Is there a totally ordered set we can map any other totally ordered set to?

Question

Are there any totally ordered sets $O$ with $|O|\ge|\mathbb N|$ such that for each totally ordered set $S$ with $|S|\le|O|$ there is function $f_S\colon S\mapsto O$ such that $\forall_{x,y\in S}x\le y\leftrightarrow f_S(x)\le f_S(y)$?

Answer 1

(I'm posting this as an answer because it's too long for a comment, but I'm out of my depth here:)

It seems from $\S6$ of Normal J. Alling's Conway's field of surreal numbers, Trans.

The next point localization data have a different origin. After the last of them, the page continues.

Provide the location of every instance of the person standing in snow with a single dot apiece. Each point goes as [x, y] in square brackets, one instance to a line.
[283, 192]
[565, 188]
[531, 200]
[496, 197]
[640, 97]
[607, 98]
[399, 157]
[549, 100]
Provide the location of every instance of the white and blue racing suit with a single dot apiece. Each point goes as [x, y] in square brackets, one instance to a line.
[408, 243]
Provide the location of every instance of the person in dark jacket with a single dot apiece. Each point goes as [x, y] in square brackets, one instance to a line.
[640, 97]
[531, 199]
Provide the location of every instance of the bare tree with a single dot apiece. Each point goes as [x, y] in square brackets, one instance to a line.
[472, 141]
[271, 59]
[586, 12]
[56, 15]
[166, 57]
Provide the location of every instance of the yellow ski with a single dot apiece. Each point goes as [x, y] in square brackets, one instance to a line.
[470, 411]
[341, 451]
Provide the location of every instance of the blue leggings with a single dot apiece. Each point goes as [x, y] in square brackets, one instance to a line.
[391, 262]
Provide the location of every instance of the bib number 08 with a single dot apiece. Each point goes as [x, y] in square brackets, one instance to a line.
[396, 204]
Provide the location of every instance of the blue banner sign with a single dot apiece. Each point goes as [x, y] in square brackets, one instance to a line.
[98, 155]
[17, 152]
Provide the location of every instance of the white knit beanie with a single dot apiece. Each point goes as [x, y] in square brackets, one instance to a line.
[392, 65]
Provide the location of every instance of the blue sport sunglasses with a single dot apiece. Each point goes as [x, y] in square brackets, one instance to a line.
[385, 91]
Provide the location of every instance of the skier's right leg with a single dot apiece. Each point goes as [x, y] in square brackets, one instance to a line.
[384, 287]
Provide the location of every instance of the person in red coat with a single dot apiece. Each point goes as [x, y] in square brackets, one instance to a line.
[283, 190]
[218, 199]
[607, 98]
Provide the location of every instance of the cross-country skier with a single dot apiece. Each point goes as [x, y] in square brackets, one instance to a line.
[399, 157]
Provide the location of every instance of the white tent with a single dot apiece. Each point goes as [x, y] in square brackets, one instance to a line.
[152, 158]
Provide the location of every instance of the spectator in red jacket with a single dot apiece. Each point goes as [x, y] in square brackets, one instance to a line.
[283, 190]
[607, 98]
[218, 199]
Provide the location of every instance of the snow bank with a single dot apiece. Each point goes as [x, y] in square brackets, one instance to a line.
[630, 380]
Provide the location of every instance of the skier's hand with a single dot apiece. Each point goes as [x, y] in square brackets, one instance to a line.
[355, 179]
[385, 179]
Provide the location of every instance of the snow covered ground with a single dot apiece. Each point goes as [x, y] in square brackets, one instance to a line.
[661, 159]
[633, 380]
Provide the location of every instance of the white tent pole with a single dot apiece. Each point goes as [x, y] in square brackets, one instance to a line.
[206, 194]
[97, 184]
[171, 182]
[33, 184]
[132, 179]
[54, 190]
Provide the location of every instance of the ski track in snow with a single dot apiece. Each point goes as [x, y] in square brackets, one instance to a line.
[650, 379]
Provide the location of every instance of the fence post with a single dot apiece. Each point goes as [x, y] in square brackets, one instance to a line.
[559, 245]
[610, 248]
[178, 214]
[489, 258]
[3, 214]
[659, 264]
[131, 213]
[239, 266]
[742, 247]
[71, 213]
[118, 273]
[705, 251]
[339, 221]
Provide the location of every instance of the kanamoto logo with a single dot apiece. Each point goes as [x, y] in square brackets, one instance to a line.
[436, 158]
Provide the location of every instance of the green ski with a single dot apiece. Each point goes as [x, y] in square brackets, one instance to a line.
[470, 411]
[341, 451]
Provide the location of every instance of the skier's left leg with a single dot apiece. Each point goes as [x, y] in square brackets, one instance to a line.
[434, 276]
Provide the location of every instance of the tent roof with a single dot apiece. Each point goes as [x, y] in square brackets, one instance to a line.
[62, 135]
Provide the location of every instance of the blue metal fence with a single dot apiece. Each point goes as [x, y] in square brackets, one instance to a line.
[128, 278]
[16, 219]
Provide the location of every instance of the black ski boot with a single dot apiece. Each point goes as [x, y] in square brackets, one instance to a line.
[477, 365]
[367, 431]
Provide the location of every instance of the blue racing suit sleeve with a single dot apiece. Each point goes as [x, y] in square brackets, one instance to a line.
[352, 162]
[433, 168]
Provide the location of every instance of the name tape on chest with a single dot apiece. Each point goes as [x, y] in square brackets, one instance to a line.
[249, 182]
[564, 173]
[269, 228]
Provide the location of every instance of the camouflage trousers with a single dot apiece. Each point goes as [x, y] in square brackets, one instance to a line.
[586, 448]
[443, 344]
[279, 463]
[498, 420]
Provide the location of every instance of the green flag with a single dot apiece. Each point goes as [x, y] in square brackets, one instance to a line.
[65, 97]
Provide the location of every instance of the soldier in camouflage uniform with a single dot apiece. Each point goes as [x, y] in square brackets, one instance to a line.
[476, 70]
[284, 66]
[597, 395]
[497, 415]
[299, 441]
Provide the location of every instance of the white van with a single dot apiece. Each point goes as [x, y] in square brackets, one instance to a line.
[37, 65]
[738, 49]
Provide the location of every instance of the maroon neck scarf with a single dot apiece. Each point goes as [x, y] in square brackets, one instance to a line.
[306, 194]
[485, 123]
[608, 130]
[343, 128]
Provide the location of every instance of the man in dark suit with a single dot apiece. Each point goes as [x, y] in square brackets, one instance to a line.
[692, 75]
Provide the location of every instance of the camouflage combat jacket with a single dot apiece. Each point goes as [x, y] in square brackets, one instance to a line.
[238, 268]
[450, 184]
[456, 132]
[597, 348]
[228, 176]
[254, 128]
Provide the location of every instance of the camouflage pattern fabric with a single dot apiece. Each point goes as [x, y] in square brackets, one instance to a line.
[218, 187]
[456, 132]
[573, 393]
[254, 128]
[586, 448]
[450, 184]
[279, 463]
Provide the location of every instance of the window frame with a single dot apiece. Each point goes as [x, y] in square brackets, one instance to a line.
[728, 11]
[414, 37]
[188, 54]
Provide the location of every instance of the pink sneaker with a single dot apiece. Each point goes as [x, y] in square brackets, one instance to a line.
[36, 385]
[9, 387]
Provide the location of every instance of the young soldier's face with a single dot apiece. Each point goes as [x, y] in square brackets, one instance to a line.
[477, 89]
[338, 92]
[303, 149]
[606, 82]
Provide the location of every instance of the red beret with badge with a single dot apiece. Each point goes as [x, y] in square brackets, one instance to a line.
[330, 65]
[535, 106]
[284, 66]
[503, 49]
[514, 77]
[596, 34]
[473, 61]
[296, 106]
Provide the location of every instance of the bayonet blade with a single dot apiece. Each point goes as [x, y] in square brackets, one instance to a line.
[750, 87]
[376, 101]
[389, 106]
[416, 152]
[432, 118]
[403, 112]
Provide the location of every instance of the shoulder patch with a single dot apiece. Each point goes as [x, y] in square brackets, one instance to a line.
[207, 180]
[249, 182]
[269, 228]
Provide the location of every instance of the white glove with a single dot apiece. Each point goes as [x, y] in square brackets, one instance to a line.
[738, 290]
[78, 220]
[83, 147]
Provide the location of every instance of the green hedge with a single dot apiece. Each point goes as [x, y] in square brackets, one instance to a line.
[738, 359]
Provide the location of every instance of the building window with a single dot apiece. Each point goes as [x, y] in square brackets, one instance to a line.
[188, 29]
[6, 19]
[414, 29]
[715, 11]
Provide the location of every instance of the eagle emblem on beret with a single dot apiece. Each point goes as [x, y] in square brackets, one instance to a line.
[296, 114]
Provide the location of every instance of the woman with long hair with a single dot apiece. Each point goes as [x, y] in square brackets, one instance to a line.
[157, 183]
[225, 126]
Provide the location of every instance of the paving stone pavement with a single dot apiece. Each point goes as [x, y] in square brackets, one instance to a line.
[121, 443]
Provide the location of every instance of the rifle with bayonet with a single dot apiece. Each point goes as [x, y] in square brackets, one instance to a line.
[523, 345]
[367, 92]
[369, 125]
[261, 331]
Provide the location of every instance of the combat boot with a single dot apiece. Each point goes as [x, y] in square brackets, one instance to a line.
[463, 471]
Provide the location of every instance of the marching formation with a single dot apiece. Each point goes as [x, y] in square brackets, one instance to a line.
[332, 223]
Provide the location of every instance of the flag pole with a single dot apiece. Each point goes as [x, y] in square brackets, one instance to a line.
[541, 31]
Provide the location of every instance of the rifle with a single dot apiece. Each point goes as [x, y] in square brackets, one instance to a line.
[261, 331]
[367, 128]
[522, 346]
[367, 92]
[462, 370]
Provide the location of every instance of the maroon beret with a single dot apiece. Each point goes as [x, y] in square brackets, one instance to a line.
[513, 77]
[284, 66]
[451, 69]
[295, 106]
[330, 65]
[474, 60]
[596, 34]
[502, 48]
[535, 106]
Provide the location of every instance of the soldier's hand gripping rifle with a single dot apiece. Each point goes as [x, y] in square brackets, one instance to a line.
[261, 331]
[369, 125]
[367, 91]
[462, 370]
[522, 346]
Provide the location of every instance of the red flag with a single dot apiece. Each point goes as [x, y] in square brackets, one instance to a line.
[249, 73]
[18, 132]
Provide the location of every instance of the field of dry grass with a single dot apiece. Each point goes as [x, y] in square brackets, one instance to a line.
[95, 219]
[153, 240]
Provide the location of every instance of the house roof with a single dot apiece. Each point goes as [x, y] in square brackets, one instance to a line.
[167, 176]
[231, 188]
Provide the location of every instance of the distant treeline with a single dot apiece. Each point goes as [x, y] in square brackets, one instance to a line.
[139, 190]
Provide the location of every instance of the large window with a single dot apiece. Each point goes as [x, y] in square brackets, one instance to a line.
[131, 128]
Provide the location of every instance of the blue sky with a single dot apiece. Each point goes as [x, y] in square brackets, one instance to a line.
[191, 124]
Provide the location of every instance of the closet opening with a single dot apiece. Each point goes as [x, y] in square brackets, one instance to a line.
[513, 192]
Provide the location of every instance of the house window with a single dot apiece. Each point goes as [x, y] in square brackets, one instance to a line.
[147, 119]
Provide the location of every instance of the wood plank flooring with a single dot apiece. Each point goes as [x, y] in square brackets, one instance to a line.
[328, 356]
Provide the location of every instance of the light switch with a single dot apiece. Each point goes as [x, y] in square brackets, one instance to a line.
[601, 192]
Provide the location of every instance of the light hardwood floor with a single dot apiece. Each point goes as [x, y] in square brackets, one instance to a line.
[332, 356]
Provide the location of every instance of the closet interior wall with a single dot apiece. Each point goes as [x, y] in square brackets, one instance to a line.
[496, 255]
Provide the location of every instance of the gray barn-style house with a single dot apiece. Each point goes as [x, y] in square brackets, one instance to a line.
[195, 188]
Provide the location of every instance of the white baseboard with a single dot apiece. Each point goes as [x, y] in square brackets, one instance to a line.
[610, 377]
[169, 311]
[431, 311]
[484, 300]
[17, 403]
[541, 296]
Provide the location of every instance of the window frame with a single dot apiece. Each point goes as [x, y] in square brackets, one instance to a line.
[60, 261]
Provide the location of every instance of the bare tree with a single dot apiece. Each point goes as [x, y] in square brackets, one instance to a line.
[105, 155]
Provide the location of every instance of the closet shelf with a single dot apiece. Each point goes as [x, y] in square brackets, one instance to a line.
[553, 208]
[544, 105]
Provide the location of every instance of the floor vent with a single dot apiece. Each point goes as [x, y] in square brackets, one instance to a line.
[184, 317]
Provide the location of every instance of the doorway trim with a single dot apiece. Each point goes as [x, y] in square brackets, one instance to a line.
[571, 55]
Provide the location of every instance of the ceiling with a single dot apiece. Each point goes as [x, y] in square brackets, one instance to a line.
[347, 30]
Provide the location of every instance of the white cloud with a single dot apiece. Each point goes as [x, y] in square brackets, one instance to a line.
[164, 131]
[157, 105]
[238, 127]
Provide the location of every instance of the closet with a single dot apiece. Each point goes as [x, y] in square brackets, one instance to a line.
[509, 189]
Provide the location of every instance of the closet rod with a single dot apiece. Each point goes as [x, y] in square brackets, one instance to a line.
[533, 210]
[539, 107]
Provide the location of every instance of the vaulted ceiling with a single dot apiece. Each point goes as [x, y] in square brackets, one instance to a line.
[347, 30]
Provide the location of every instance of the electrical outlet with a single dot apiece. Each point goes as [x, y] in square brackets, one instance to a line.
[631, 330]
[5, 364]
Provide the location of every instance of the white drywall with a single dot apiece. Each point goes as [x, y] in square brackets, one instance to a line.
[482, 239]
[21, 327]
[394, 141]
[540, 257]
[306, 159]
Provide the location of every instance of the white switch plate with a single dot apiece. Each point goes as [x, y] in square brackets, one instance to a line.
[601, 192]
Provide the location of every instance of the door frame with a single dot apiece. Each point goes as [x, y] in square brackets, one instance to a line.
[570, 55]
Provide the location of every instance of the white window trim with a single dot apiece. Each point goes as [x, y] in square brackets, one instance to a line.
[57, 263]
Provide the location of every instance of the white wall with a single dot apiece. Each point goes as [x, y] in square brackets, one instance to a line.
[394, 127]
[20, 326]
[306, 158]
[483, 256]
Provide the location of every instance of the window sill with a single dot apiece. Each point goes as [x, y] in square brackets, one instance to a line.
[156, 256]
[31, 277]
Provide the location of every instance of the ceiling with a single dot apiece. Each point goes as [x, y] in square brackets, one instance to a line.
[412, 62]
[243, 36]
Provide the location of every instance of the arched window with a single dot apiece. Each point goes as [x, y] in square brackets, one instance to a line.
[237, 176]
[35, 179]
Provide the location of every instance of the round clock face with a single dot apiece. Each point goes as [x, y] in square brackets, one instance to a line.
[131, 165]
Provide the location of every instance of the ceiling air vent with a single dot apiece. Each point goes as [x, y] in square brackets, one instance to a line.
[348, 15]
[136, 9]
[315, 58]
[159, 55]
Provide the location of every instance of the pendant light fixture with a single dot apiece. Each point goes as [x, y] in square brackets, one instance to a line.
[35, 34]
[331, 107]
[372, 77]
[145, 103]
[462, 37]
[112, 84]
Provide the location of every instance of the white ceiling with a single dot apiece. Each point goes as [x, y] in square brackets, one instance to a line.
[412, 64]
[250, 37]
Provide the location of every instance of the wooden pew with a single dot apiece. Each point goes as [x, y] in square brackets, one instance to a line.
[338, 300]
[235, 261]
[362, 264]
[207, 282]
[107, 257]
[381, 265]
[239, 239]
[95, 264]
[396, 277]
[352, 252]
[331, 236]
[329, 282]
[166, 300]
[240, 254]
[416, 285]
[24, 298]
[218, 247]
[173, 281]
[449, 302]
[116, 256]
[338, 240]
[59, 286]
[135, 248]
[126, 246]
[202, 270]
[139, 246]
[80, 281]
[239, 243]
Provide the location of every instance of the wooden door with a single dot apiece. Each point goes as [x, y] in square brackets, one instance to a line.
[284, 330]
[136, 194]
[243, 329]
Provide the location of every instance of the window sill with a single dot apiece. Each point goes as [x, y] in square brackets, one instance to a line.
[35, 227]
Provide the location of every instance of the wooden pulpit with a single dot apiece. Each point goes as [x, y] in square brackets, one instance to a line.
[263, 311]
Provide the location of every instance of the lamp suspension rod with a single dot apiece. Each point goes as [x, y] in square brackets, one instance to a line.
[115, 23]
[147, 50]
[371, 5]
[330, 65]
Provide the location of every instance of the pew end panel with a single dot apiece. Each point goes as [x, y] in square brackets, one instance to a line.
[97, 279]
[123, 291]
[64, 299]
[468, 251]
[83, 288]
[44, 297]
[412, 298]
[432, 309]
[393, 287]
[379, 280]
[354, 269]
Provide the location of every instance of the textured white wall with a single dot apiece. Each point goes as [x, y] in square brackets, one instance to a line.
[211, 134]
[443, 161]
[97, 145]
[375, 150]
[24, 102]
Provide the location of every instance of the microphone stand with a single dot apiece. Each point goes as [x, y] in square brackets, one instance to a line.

AMS 287, no. 1 (1985) that for every ordinal $\alpha$, if $\omega_{\alpha + 1}$ denotes the least ordinal of power $\aleph_{\alpha + 1}$, and $$ S_{\alpha + 1} = \{f \in \{0, 1\}^{\omega_{\alpha + 1}}: \exists \beta < \omega_{\alpha + 1} \text{ s.t. } f(\beta) = 1, f(\gamma) = 0 \text{ if } \beta < \gamma < \omega_{\alpha + 1} \}, $$ then any totally ordered set of power at most $\aleph_{\alpha + 1}$ has an order-preserving map into $S_{\alpha + 1}$. By $\S4$, under GCH, $S_{\alpha + 1}$ may be replaced by a set of power $\aleph_{\alpha + 1}$, which would answer your question.

(I see the question has been edited. The condition was originally $\left\lvert{O}\right\rvert > \left\lvert\mathbb{N}\right\rvert = \aleph_0$.)